The positive effects of increasing batch size seems to be missing in C2. Parallel pre- and post-processing is slowing down prediction if we are running on a limited number of CPU cores and without GPU. When running with the same python and tensorflow version, C2 seems to be faster when run on more than just half a page of line images, at least on my machine (could be different for larger amount of cores?).
@ChWick: tf 2.7 seems to be quite a bit faster than 2.4.4. Something prevents us from upgrading, what was that again?
The retracing warnings can be ignored, I suppose. Tensorflow insists on counting the occurrences of calling a prediction function and complaining if that happens too often.

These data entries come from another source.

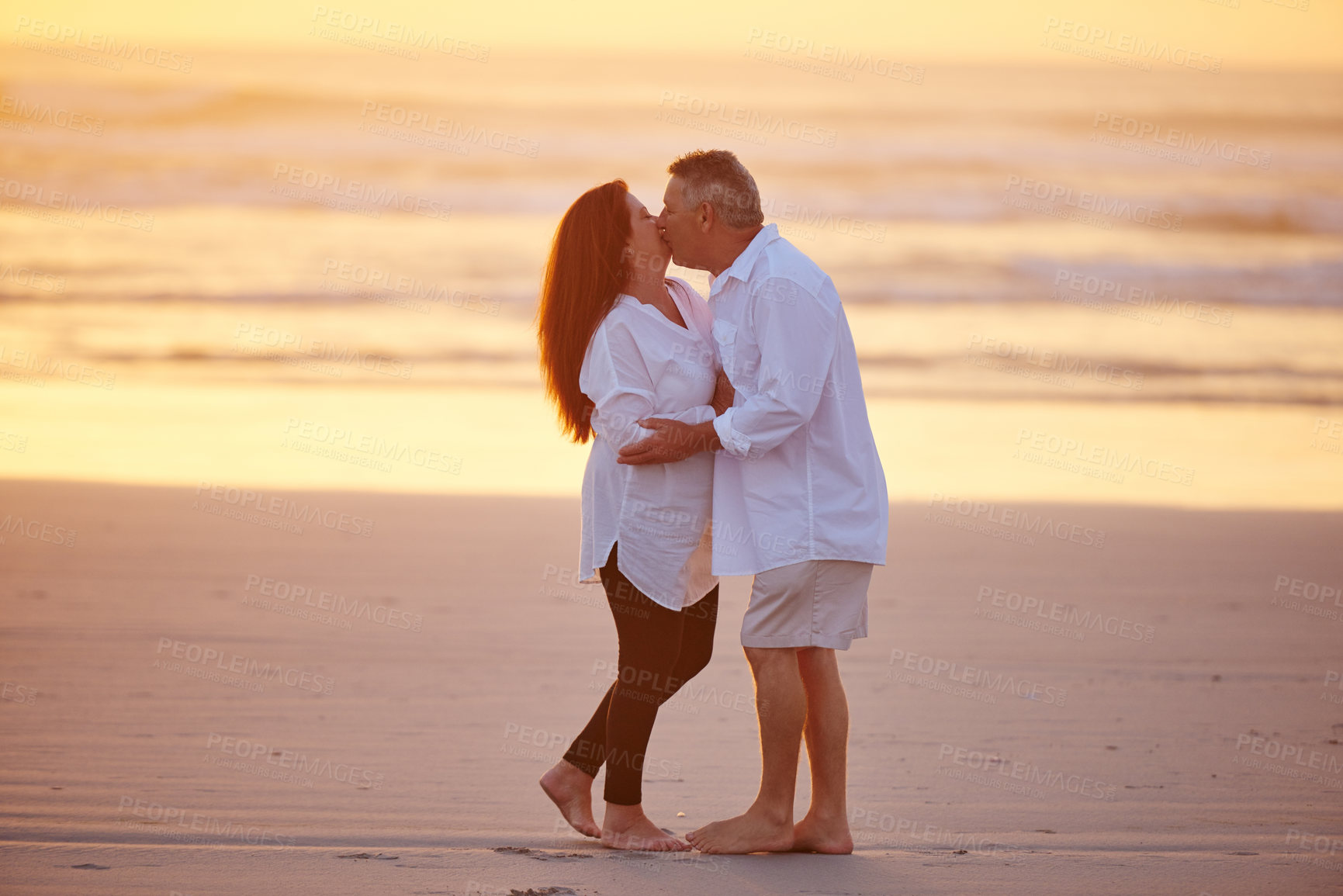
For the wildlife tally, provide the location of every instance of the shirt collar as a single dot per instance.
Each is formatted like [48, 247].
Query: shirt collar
[740, 268]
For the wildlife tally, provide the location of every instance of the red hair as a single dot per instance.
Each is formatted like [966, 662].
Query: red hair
[582, 281]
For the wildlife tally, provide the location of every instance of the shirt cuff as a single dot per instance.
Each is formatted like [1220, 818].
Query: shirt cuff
[733, 442]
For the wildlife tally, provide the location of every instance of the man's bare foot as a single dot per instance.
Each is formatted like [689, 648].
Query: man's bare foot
[571, 790]
[814, 835]
[753, 832]
[628, 828]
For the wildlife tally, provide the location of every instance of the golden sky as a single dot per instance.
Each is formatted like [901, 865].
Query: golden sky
[1247, 34]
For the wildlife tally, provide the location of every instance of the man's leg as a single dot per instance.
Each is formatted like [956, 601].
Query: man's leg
[782, 710]
[826, 825]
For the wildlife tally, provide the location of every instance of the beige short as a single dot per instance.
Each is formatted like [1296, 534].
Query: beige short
[814, 604]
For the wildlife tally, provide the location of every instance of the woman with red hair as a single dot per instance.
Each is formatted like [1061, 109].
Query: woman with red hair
[619, 343]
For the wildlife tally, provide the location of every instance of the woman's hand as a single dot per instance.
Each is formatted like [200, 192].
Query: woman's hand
[723, 394]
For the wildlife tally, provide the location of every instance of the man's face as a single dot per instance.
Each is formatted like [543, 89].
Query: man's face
[683, 227]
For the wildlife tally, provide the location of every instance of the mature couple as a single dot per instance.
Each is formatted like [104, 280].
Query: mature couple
[746, 410]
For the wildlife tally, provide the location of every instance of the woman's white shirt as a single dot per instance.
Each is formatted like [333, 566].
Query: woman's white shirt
[641, 365]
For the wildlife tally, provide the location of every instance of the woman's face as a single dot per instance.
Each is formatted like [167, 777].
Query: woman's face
[646, 255]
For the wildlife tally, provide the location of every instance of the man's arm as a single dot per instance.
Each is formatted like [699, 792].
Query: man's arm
[797, 340]
[673, 440]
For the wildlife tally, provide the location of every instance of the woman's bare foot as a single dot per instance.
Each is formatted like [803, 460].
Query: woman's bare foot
[753, 832]
[571, 790]
[628, 828]
[822, 835]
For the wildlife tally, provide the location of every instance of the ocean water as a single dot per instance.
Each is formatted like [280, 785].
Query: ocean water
[198, 268]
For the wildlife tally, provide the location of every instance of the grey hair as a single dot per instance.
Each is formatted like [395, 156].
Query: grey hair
[718, 176]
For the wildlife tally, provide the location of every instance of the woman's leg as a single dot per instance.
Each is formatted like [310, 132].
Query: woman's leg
[650, 642]
[587, 752]
[700, 620]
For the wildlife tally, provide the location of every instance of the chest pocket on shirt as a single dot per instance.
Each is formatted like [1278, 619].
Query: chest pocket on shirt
[725, 340]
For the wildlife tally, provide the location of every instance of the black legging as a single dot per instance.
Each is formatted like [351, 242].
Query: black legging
[659, 650]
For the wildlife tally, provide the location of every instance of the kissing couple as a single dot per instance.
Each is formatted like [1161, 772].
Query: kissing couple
[729, 437]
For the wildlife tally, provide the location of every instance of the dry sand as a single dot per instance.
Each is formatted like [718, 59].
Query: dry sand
[121, 770]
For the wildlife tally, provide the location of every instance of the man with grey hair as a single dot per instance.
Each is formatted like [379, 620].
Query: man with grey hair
[799, 496]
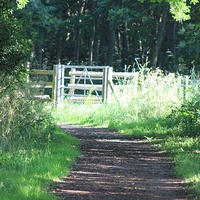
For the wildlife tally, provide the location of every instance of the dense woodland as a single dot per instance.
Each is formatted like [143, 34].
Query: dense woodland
[106, 32]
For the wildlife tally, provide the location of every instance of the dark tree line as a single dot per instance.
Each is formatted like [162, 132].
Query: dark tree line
[110, 32]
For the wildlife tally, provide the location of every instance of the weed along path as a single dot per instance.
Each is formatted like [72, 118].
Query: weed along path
[117, 167]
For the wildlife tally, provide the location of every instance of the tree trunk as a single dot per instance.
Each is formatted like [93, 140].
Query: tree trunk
[96, 42]
[160, 36]
[78, 36]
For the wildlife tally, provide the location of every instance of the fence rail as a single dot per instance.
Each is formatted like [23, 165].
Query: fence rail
[74, 83]
[44, 84]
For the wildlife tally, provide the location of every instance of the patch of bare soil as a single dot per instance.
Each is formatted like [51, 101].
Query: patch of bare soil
[117, 167]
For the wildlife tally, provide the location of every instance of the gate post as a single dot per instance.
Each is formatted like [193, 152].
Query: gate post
[104, 84]
[109, 79]
[59, 86]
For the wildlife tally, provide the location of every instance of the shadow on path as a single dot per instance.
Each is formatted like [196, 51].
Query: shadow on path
[118, 167]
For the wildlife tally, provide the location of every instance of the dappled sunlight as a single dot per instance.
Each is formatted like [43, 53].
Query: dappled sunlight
[113, 166]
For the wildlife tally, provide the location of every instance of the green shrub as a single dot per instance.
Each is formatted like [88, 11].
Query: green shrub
[21, 117]
[186, 119]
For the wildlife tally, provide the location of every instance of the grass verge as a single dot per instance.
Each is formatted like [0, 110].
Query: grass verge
[183, 149]
[28, 172]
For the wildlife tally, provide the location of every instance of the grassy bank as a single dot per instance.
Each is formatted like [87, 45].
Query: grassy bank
[28, 172]
[33, 151]
[155, 111]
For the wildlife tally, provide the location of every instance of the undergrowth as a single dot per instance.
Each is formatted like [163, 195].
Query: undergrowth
[161, 109]
[34, 153]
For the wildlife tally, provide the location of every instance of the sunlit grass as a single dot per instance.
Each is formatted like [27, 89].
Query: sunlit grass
[143, 112]
[28, 173]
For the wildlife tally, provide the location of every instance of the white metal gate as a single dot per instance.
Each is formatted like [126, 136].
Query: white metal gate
[81, 83]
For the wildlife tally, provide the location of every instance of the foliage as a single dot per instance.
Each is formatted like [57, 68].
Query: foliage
[186, 119]
[154, 111]
[14, 46]
[33, 151]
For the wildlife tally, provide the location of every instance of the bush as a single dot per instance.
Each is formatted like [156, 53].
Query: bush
[186, 119]
[21, 116]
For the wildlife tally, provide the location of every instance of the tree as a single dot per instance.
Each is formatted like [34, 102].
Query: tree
[14, 45]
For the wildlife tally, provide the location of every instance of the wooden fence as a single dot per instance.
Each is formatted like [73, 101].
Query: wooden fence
[95, 83]
[39, 82]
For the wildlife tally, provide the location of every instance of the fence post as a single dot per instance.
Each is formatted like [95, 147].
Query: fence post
[54, 84]
[72, 81]
[109, 80]
[59, 83]
[104, 84]
[185, 87]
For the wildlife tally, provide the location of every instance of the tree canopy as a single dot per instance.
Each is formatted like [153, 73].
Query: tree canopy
[99, 32]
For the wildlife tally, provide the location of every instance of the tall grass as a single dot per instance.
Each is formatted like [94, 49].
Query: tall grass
[33, 151]
[159, 107]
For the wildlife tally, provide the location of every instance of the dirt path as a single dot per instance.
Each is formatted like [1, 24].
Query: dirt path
[117, 167]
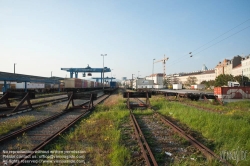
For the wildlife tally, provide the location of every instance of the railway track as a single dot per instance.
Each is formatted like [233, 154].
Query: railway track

Edit: py 3.9, tf 2.7, calamari 2.1.4, pre/post_proc.run_parallel=False
n | 1 | 5 | 10 | 20 | 50 |
---|---|---|---|---|---|
1 | 1.001286768913269 | 0.9967088222503662 | 1.0192787408828736 | 1.0088038206100465 | 0.9938497066497802 |
10 | 1.0237231254577637 | 1.0264565706253053 | 1.0123045444488525 | 1.015321946144104 | 1.0173277854919434 |
100 | 1.2190410852432252 | 1.2147423505783081 | 1.2920137882232665 | 1.3734655141830445 | 1.2653615951538086 |
1000 | 3.4991682052612303 | 3.545653557777405 | 3.4963221073150637 | 3.5203847169876097 | 3.661887550354004 |
Some more benchmarks, this time with GPU
Quadcore Intel(R) Core(TM) i5-4570 CPU @ 3.20GHz, GeForce GTX 1050 Ti
py 3.9, tf 2.4.1, calamari 1.0.5
n | 1 | 5 | 10 | 20 | 50 |
---|---|---|---|---|---|
1 | 0.007213759422302246 | 0.007359981536865234 | 0.007574772834777832 | 0.0069646120071411135 | 0.006994128227233887 |
10 | 0.7749871015548706 | 0.7228883028030395 | 0.6644667625427246 | 0.6639476537704467 | 0.675786304473877 |
100 | 1.2960800647735595 | 0.8731077194213868 | 0.8346931457519531 | 0.7854649305343628 | 0.7720790863037109 |
1000 | 8.359328556060792 | 4.0110067367553714 | 3.4892958402633667 | 3.207125020027161 | 3.0731616973876954 |
py 3.9, tf 2.4.1, calamari 2.1.4, pre/post_proc.run_parallel=True
n | 1 | 5 | 10 | 20 | 50 |
---|---|---|---|---|---|
1 | 1.5037858009338378 | 1.5199187040328979 | 1.522319531440735 | 1.515892791748047 | 1.5198529243469239 |
10 | 1.5575855493545532 | 1.544282031059265 | 1.5332003593444825 | 1.5490708827972413 | 1.5521154880523682 |
100 | 1.6002052068710326 | 1.586380672454834 | 1.594750738143921 | 1.6014111042022705 | 1.5885547637939452 |
1000 | 2.8979954719543457 | 2.9154956579208373 | 2.9702220916748048 | 2.8750507116317747 | 2.975974941253662 |
py 3.9, tf 2.4.1, calamari 2.1.4, pre/post_proc.run_parallel=False
n | 1 | 5 | 10 | 20 | 50 |
---|---|---|---|---|---|
1 | 0.7080289602279664 | 0.6896860599517822 | 0.6918380260467529 | 0.6905864715576172 | 0.6862347841262817 |
10 | 0.7059344053268433 | 0.7037941932678222 | 0.6990894556045533 | 0.7024942874908447 | 0.7001413822174072 |
100 | 0.8140160322189331 | 0.8167436599731446 | 0.81710786819458 | 0.8103108644485474 | 0.8118137121200562 |
1000 | 2.1732884883880614 | 2.1853001356124877 | 2.1897367000579835 | 2.1922594547271728 | 2.1852585554122923 |
All in all it seems there is some big overhead introduced after 1.0.5, which is the most impactful for small n
:(
That's true. It is optimized for the use case of large collections (books or groups of books) and GPU. Also, the main focus so far was on training time, much less on prediction.